Problem I'm working on:
"Evaluate the inverse function by sketching a unit circle, locating the correct angle and evaluate the ordered pair on the circle."
The function I got was $\cos^{-1}(0)$.
So okay, the answer is $(\pi/2)$ which I agree with. $\cos(\pi/2)$ is 0, so it makes sense that the inverse function of 0 would give us $\pi/2$. But what about $3\pi/2$ for instance? Wouldn't that be an answer as well?
On
I suspect that in the context of function $\cos$ this command ("Evaluate the inverse function...") was given unto you. It can only be obeyed if you are familiar with the inverse function of $\cos$. You must know then that in this context $\cos$ is not a function $\mathbb R\rightarrow\mathbb R$ but a function $\mathbb [0,\pi]\rightarrow [-1,1]$.

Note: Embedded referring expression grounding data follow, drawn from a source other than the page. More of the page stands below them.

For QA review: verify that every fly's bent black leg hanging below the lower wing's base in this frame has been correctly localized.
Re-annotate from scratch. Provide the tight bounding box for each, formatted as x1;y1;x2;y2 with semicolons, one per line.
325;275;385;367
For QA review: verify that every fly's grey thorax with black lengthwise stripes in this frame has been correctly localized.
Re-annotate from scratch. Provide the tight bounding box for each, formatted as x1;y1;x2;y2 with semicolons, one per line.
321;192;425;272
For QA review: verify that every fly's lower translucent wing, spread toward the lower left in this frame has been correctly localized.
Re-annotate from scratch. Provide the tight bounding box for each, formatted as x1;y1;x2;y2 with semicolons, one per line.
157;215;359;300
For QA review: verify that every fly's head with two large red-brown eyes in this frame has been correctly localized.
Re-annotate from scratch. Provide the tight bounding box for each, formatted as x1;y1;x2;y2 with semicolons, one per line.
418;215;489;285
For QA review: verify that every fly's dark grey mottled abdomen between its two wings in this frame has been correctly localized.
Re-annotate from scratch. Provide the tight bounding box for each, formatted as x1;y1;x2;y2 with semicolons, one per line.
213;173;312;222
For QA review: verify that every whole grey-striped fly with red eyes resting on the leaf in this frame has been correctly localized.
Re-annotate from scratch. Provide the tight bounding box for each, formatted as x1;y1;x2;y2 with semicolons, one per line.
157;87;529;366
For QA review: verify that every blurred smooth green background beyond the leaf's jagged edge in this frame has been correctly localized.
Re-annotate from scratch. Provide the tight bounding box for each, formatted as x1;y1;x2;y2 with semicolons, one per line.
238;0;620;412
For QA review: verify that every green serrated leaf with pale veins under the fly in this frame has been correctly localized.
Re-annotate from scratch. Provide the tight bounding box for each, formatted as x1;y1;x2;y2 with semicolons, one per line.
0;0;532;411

If $f:X\rightarrow Y$ is a function then its inverse (if it has one) is a function $g:Y\rightarrow X$ such that the compositions $g\circ f:X\rightarrow X$ and $f\circ g:Y\rightarrow Y$ are the identity functions $x\mapsto x$ and $y\mapsto y$. An inverse will exist if and only if $f$ is a bijective function. The inverse $g$ is unique and bijective (hence has its own unique inverse wich is $f$). Often $g$ is denoted as $f^{-1}$.
As a function $\cos:\mathbb R\rightarrow\mathbb R$ it is not surjective. That can be repaired by making it a function $\cos:\mathbb R\rightarrow [-1,1]$ and here $[-1,1]$ is off course a very 'natural' choice. However in this condition it is not injective yet, and to repair that its domain must be restricted. A bit less 'natural' but generally accepted choice is: $\cos:[0,\pi]\rightarrow [-1,1]$. Then $\cos^{-1}:[-1,1]\rightarrow[0,\pi]$ and clearly $\cos^{-1}(0)=\frac{\pi}{2}$.
If you were not familiar with the fact that $\cos^{-1}:[-1,1]\rightarrow[0,\pi]$ then it was not okay to command you to evaluate $\cos^{-1}(0)$. I hope that from now on you are fully equipped.
You are correct, $x=\frac{3\pi}{2}$ is also a solution.
$\cos^{-1}(0) \Leftrightarrow \cos x=0$
Now, find the angles in the unit circle of which cosine is $0$.
Those are $x_1=\frac{\pi}{2}$ and $x_2=\frac{3\pi}{2}$.